March 26, 2012 -- It could be quicker decisions with the ball.

It could be consistently establishing deeper post position.

It could be a re-focusing by teammates to play through, rather than around, him.

It could be an inner determination to stop a slump that started, strangely enough, after the first 30-point game of his career.

Most likely, it's all of these things that add up to a very encouraging result for the Pacers: Roy Hibbert is getting his groove back, just in time for the stretch run.

"He's playing good basketball," Coach Frank Vogel said. "Everybody wants to get on Roy. Every center in the league, if you play against four of the best defenses in the league consecutively you're not going to have your normal scoring average.

"He's a heck of a basketball player, he helps us in so many ways other than scoring, he really rebounds the ball well, anchoring our defense, passing the basketball, he's the best passing big man in the game. He's a big part of what we do."
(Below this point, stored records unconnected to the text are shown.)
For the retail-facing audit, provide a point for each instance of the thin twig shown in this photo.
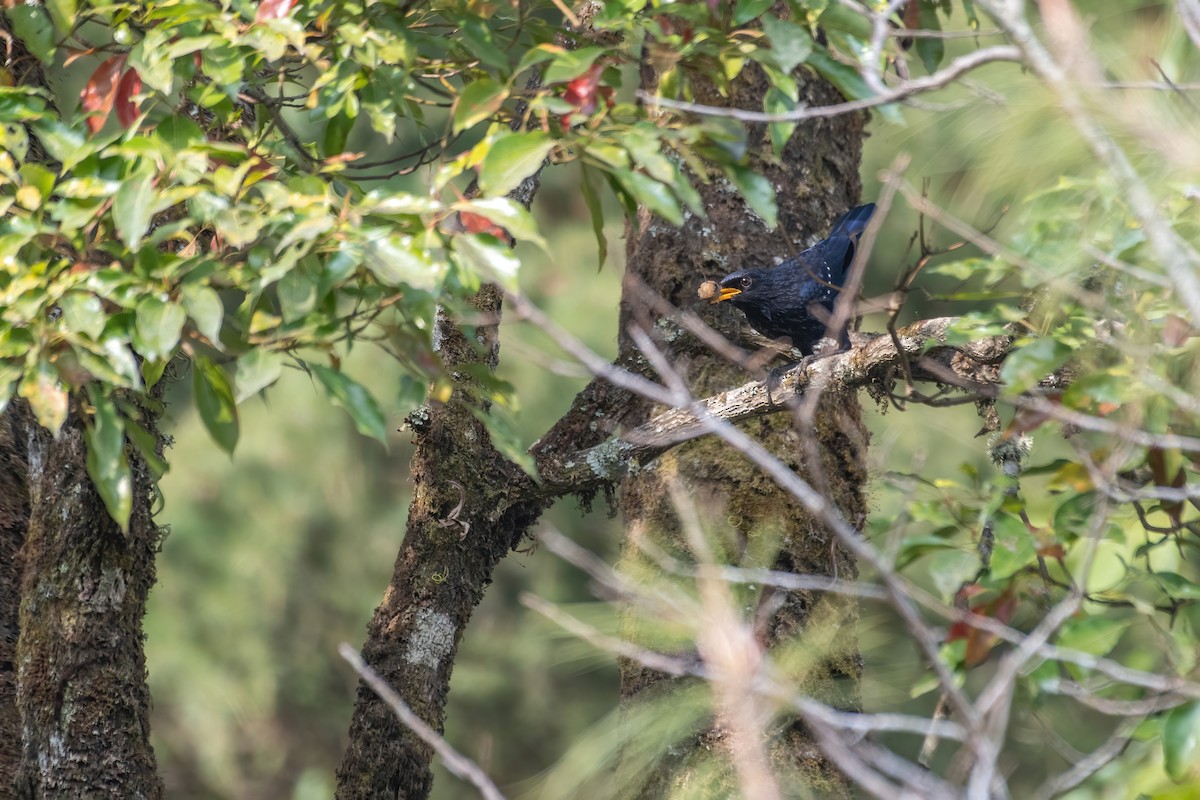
(917, 85)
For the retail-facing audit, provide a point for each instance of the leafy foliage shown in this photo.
(209, 192)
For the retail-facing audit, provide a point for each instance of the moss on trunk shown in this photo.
(815, 180)
(82, 697)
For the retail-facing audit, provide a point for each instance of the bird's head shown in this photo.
(741, 287)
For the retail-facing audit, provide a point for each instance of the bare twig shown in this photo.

In the last five games, Hibbert has averaged 18.2 points, 8.8 rebounds and 2.2 blocked shots and shot 58.6 percent from the field (34 of 58). In that span, the Pacers knocked off the Clippers at home and the Wizards and Bucks on the road.

This represents a remarkable recovery from an eight-game slump in which Hibbert averaged 7.5 points and shot 33.3 percent -- mystifying because it came on the heels of his career-high 30-point outing against New Orleans.

Hibbert averaged only 7.5 shots in that stretch, compared to 11.6 in the last five games, but that's a chicken-egg stat. Was he getting fewer shots because he was struggling, or was he struggling because he was getting fewer shots?

"You go through that at points in the season," David West said. "He's just being aggressive. We play through him, he's staying really active, carrying a big part of the load right now."

The foundation of Vogel's "smash-mouth" offensive approach is to play through the team's powerful post tandem of Hibbert and West. The two provided 31 points to establish the tone in the rout of Milwaukee Saturday. Having traded away center Andrew Bogut to acquire Monta Ellis from Golden State, the Bucks were vulnerable inside and the Pacers took full advantage.

Because of his status as a first-time All-Star, Hibbert also became much more of a target for opposing players and coaches. Going up against an All-Star provides extra motivation for the players guarding him and strategic fodder for the coaches.

In the Pacers' 28 victories, Hibbert has averaged a double-double (14.0 points, 10.1 rebounds) and shot 53.8 percent from the floor. In 19 losses, he has averaged 11.8 points, 7.5 rebounds and shot 44.5 percent.

"I am still a work in progress," Hibbert said. "(I) need to keep working on a lot of things to get my game to the point where I can help my teammates, night in and night out."

Whatever the factors that contributed to Hibbert's slump, they have been overcome. He once again is the man in the middle of everything.